Under pressure from imperialism to postpone the elections, the Maduro government has chosen to defend Venezuela’s sovereign right to decide the timing. The amount of organized popular resistance to imperialism, including that within the Venezuelan military and from international solidarity, will determine the outcome of this struggle.

Bolivarian forces made gains in 2017

Two important elections in Venezuela in 2017 showed mass support for continuing the Bolivarian Revolution, initiated and led by late Venezuelan President Hugo Chávez.

Elections to the Constituent Assembly on July 30 created a popular government organ, defying the Venezuelan oligarchy and the imperialists. Later, in the fall, local elections ended in an overwhelming victory for the government party — the United Socialist Party of Venezuela (PSUV) — and other parties supporting Bolivarian structures.

These two elections reversed an earlier election, that of December 2015 for  the National Assembly in which opposition parties had gained a majority. The two 2017 elections established once more the authority of the political forces who are Chávez’s successors, including Maduro.

The U.S. corporate media attacked the Venezuelan government by reporting that 130 people were killed in anti-government demonstrations last year. That completely distorts the fact that fascist gangs killed pro-government people; most of the fatalities were government supporters.

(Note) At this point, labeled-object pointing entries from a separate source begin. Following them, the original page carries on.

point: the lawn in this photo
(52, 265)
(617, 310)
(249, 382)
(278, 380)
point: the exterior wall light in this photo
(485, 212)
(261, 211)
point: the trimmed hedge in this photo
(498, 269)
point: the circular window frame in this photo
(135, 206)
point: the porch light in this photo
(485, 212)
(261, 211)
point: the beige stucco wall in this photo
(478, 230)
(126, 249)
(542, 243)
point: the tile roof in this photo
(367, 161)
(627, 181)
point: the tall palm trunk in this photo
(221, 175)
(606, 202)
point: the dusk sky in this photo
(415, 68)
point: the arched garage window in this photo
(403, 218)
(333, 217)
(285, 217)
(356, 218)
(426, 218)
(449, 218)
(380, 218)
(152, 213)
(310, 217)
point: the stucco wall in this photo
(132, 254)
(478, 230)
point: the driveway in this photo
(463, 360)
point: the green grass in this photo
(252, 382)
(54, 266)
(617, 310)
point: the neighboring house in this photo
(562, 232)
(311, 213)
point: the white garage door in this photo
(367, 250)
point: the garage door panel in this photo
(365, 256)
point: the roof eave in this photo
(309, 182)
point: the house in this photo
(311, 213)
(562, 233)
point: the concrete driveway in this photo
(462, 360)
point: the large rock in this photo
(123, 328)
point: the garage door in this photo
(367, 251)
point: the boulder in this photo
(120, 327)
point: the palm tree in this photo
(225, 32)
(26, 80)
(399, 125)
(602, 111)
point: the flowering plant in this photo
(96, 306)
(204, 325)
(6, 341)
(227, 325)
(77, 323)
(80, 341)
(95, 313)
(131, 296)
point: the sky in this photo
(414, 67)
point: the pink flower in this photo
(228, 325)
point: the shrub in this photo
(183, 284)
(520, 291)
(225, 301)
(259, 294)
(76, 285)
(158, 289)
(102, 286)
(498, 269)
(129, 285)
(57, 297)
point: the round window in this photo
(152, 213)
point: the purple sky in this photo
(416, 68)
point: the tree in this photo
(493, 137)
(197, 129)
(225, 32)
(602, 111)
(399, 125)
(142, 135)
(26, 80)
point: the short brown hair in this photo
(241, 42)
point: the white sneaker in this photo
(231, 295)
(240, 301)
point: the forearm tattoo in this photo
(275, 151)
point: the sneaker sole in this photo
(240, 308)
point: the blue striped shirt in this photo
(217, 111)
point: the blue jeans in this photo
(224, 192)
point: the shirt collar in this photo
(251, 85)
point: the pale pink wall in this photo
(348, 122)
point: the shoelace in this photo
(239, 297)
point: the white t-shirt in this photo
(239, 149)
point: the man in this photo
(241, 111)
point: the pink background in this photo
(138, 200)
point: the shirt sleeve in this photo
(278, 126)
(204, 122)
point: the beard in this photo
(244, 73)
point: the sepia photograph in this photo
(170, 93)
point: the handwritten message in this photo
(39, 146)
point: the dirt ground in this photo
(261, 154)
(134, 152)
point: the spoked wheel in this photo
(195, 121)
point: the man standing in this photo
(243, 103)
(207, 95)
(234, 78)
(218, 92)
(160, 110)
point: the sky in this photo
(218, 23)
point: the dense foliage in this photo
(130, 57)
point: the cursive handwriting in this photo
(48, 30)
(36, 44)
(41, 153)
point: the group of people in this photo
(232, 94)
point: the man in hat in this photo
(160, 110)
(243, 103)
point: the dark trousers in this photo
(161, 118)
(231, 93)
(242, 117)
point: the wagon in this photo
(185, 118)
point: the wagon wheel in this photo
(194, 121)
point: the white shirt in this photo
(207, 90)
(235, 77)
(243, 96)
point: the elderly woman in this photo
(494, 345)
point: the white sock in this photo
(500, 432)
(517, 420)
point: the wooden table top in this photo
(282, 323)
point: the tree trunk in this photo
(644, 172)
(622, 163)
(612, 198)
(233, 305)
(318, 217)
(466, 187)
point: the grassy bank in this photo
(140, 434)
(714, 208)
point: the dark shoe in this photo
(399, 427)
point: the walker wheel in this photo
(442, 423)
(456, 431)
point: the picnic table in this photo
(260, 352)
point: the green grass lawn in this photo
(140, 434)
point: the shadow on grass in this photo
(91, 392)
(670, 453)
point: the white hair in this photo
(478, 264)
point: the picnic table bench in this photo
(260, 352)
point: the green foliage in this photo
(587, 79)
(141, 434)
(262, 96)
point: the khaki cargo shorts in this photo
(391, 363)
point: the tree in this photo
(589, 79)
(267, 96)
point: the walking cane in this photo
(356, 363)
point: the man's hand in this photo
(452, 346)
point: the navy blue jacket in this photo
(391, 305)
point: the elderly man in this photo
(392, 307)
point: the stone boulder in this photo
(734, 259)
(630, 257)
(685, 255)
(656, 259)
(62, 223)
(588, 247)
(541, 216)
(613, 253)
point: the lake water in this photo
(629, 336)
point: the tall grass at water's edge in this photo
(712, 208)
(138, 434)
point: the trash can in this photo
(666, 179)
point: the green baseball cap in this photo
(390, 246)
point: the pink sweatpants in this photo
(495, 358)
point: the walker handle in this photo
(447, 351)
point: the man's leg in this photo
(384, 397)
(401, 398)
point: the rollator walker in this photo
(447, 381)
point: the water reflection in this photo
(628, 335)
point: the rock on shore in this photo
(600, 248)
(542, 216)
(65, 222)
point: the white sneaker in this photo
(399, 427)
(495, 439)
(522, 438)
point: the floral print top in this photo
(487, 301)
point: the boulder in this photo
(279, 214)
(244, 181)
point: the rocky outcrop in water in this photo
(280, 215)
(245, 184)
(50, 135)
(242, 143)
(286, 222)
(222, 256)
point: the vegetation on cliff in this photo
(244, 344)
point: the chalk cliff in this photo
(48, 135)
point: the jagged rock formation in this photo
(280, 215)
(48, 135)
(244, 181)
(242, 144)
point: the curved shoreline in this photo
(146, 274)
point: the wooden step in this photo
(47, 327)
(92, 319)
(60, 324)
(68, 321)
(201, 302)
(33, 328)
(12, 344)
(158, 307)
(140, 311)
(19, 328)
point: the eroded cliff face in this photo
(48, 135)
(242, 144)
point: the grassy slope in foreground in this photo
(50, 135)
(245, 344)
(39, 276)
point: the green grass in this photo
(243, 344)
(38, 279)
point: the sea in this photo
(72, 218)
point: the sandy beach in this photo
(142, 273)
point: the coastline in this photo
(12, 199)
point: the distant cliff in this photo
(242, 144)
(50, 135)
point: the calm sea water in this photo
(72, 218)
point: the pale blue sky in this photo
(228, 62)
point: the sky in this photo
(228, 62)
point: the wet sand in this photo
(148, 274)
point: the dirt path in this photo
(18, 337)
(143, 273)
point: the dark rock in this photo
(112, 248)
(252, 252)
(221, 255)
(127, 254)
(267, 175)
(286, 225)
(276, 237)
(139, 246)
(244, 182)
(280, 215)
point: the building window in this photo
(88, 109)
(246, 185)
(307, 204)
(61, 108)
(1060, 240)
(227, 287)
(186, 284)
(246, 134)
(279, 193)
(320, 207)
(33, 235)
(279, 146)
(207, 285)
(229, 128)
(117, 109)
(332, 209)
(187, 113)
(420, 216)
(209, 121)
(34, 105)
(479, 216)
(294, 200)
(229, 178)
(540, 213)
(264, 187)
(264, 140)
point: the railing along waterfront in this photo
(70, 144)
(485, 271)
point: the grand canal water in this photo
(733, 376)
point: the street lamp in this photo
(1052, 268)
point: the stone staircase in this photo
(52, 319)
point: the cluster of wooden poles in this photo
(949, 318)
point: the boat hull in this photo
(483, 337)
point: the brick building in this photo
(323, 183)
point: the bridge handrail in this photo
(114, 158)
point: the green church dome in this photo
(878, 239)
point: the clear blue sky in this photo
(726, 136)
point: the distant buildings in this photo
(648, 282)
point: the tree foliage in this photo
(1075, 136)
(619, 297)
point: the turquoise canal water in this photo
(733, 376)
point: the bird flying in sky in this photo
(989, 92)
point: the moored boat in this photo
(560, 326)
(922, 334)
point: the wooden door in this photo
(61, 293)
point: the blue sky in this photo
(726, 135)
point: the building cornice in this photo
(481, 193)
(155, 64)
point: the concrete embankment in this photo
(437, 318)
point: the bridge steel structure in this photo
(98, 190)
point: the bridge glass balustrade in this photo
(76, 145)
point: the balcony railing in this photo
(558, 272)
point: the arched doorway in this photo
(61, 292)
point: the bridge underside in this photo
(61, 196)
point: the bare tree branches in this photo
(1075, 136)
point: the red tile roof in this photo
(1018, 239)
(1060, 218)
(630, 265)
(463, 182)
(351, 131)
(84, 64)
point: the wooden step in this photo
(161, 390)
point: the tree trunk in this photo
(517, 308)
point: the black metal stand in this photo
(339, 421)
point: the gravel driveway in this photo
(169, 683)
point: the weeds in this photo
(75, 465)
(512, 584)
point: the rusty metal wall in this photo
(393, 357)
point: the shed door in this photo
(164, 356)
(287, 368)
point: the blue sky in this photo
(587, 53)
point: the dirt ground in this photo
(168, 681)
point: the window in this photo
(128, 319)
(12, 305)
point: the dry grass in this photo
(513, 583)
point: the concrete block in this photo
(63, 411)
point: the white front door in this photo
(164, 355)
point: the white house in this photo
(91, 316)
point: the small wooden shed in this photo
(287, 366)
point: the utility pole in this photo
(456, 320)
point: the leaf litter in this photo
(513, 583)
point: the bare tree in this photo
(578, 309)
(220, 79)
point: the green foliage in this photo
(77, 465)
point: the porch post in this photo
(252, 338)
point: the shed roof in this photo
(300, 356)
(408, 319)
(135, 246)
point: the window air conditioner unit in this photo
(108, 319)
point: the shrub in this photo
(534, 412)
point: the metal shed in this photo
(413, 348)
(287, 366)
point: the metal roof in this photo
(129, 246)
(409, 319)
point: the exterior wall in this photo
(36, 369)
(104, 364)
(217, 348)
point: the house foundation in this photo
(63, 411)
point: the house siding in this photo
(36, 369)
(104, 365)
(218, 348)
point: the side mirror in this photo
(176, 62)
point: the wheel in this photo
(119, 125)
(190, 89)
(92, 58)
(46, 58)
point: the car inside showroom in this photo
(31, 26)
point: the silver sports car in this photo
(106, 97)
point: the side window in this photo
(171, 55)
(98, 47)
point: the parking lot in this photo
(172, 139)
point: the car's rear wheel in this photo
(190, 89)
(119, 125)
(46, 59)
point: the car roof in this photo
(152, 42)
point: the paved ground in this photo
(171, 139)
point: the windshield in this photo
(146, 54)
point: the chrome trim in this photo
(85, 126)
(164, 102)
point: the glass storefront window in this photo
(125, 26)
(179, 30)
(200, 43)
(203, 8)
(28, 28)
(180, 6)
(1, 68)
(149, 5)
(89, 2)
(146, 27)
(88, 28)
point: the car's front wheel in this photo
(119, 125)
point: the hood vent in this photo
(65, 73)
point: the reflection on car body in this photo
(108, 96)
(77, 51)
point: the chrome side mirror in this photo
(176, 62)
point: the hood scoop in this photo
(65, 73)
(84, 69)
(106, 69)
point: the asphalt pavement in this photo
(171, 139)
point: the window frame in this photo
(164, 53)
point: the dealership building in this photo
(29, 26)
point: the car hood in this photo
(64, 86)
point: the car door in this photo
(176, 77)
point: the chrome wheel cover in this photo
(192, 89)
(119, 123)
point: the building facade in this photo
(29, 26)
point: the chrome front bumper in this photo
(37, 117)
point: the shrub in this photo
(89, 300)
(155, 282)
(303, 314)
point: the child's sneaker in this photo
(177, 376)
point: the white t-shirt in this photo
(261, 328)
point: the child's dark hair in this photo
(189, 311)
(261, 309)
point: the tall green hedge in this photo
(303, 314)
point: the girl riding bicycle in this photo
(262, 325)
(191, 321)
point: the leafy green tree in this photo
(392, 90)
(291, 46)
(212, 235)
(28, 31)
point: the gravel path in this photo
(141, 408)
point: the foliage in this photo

Rightist opposition parties and political leaders were discredited after they organized violent demonstrations that killed revolutionaries, popularly known as “Chavistas,” and even carried out racist burnings of Black and Brown Venezuelans.

Two ultrarightist figures, Leopoldo López and Henrique Capriles, have been barred from running for president because they urged or organized violent actions against the government.

Right-wing opposition divided and discredited

At this time Maduro is favored to win the presidential election, although there is no guarantee. The right-wing opposition is divided and disorganized. U.S. imperialism has demanded the elections be postponed — they want time to unite effective opposition.

The Maduro government and the most prominent opposition groups have been negotiating ground rules for the elections in Santo Domingo, capital of the Dominican Republic. The mediator for the talks was former Spanish President José Luis Rodríguez Zapatero, who is no friend of the Maduro government.

On Feb. 6, according to the article “U.S. promotes a coup against Venezuela” published Feb. 17 in lahaine.org, opposition negotiators were about to sign an agreement that set the time and rules for the election. Then Tillerson, who was in Bogotá, called opposition negotiator Julio Borges and demanded he reject the pact, which he did. Zapatero was then visibly angry that Borges had pulled a double-cross.

Faced with the opposition’s last-minute submission to U.S. imperialism, it is only reasonable that Maduro and his government decided to go forward with the elections and to sign the pact already agreed upon, even though the opposition didn’t sign it.

Recent actions by U.S. imperialism and its clients south of the border — from the stolen election in Honduras to the use of judicial offensives against popular politicians in Brazil and Ecuador — show that winning an election does not guarantee that a popular government stays in office. More important is that the oppressed classes are organized and have the means to defend their interests.

For anti-imperialists in the U.S., it is more important than ever to expose the attempts of the imperialists and their media to demonize political leaders south of the U.S. border.

In this specific case it will be essential to demand that the U.S. keep its hands as well as its military, along with those of its client states like Colombia, off Venezuela.